Ann Arbor (Informed Comment) – In a historic irony, Iraq is turning to solar energy, according to Dania Saadi at SPGlobal.
Ali Jawad at the Anadolu Agency reports that the Baghdad government is seeking to generate 10 gigawatts of solar power for electricity by 2030, though it already has several projects in train that will come online much sooner.
I am struck by the irony that if only the US had invested massively in renewable energy and electric vehicles right from the 1970s when the climate crisis had become clear to scientists, Washington may not have felt the need to invade Iraq to unleash its hydrocarbon resources. When Ronald Reagan took back down Jimmy Carter’s solar panels off the White House, he was symbolically committing this country to generations of energy wars.

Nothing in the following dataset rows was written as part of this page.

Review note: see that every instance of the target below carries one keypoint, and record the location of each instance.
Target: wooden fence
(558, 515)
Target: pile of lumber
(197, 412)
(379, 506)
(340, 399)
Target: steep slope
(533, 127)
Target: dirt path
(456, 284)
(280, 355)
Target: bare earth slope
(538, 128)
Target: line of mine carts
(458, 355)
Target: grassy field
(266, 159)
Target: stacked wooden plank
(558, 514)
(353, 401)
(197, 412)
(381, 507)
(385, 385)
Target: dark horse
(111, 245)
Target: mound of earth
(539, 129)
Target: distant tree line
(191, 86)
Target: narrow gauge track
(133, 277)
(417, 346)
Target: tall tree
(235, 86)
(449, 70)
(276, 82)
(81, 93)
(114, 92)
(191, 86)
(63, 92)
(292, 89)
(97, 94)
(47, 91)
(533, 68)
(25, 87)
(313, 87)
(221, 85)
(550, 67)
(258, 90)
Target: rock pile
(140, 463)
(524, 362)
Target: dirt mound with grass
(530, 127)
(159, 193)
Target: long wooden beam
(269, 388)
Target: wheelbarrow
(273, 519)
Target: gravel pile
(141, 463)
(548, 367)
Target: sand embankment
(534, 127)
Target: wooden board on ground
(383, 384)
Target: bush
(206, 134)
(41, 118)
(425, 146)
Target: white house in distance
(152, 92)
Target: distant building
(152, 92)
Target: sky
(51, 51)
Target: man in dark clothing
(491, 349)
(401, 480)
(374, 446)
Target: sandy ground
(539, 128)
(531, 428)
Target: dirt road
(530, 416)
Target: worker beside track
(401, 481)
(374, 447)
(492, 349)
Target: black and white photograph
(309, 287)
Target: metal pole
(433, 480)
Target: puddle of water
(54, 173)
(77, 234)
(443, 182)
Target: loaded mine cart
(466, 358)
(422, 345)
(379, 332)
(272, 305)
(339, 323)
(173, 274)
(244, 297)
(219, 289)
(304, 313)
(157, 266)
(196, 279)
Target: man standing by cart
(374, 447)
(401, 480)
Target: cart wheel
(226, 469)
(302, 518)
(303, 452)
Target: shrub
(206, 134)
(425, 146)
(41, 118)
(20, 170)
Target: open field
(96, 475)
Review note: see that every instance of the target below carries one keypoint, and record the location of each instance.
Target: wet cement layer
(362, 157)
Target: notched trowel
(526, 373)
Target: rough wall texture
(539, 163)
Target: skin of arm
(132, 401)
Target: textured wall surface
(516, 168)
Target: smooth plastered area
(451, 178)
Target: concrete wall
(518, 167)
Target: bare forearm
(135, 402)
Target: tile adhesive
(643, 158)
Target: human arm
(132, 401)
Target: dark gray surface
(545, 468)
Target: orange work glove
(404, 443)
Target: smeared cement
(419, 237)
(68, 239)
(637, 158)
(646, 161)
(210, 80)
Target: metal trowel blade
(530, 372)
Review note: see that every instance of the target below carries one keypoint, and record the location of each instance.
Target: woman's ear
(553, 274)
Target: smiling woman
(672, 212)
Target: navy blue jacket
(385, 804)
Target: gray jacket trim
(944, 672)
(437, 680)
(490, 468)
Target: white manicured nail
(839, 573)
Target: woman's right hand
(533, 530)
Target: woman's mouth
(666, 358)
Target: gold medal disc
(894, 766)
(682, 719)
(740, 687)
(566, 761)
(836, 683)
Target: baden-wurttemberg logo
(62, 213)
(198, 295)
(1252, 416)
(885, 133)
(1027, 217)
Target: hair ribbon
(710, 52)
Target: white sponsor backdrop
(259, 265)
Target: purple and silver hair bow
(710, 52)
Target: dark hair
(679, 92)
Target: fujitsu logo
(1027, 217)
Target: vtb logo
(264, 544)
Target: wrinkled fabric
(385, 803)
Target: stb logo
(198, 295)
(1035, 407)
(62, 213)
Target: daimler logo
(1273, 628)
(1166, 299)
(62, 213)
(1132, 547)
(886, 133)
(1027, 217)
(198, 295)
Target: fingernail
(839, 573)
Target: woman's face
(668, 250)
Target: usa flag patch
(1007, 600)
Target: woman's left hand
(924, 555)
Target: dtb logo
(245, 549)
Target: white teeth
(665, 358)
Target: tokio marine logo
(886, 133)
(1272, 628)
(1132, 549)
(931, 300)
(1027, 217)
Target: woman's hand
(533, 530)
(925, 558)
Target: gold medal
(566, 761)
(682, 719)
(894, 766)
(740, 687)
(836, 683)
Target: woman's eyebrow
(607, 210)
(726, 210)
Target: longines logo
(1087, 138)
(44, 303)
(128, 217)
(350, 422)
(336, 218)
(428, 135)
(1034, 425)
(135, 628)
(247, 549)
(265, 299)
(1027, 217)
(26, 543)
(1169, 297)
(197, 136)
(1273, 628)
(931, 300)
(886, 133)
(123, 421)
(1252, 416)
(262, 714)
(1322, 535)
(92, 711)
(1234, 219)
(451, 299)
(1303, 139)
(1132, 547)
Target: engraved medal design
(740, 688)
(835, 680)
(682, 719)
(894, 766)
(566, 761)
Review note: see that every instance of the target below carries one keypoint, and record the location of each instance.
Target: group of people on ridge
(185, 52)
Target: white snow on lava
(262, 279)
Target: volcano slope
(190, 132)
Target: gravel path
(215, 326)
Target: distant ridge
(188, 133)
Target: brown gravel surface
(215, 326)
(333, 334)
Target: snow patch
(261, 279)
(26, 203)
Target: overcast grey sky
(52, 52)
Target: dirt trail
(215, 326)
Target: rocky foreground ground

Iraq has signed an agreement with Masdar, the green energy company based in Abu Dhabi in the United Arab Emirates, for a total of 2 gigawatts of solar power. The French energy giant Total will build another 1 gigawatt in solar capacity for Iraq (though most of its investments will be in the hydrocarbon sector), and PowerChina is committed to putting in 2 gigawatts of solar in Iraq.
Most recently, Iraq just inked a deal with a consortium spearheaded by Norwegian firm Scatec Solar to construct two solar power farms with a total capacity of about half a gigawatt.
Petroleum Minister Ihsan Abdul-Jabbar announced the Scatec deal on Friday, tweeting, “We are proud of accomplishing this achievement, given the short tenure of the government, of signing the third solar power deal with Scatec, after Total and Masdar.”
Iraq has a power generation capacity of 19 gigawatts, but has an estimated need for 30 gigawatts. The shortfall has produced electricity blackouts and brownouts, especially in the summer, when it can be 122 degrees F. (50C). Iraqis left without electricity to run air conditioning in that kind of weather have been very unhappy, and the electricity shortages have been among the government failings that have provoked large youth demonstrations in the past couple of years, leading to the resignation of one prime minister and to a call by the present PM, Mustafa al-Kadhimi, for early elections, on Sunday, October 10.
Although Iraq is an oil giant, exporting about 3 million barrels a day, it does not have much natural gas. Petroleum is not typically used to power electricity plants but is rather mostly used for transportation, though it has other uses such petrochemicals, including fertilizer and plastics. Iraq is only 33rd in the world for natural gas production, and imports 4 billion cubic meters of gas from Iran every year.
The United States has exerted enormous pressure on Iraq to cease buying Iranian natural gas. Iraq’s Sunnis and the nativist Sadrist movement of cleric Muqtada al-Sadr are unhappy about this dependence on Iran, as well, as are relatively secular-minded Iraqi nationalists like the current prime minister.
Saudi Arabia recently brought a 300 megawatt solar plant online in that country in just two years, and if Iraq wants to throw money at this problem it can certainly build a lot of solar farms quickly. In recent years Iraq’s oil revenues have been on the order of $60 billion a year, so the government has the money. The country is relatively thinly populated with a lot of desert and marginal land where the solar farms could be sited. Only about 32 acres are required for a 1 gigawatt solar farm.
Iraq could become a solar energy giant and could finally solve its electricity crisis, which originated when the Saddam Hussein Baathist government diverted money to the ruinous Iran-Iraq War and then the invasion of Kuwait and the Gulf War, after which Iraq was under severe UN and US sanctions. During the American military occupation of Iraq, 2003-2011, US engineers and officials attempted to expand Iraq’s electricity production but often used American methods to repair electricity plants with which Iraqi technicians were unfamiliar. Iraqi guerrillas opposed to the US occupation also engaged in sabotage of public infrastructure.
Iraq still faces terrorist actions by ISIL, but solar farms are less vulnerable to sabotage than gas pipelines.
Then Vice President Dick Cheney spent the build-up to the Iraq War meeting with the CEOs of Big Oil, and BP was lobbying British PM Tony Blair not to allow it to get left out of the bonanza when the US opened Iraq’s oil fields (which had been under sanctions in the 1990s).
If even Iraq is turning to solar power, we can perhaps glimpse a future in which hydrocarbons will no longer be something the world goes to war over.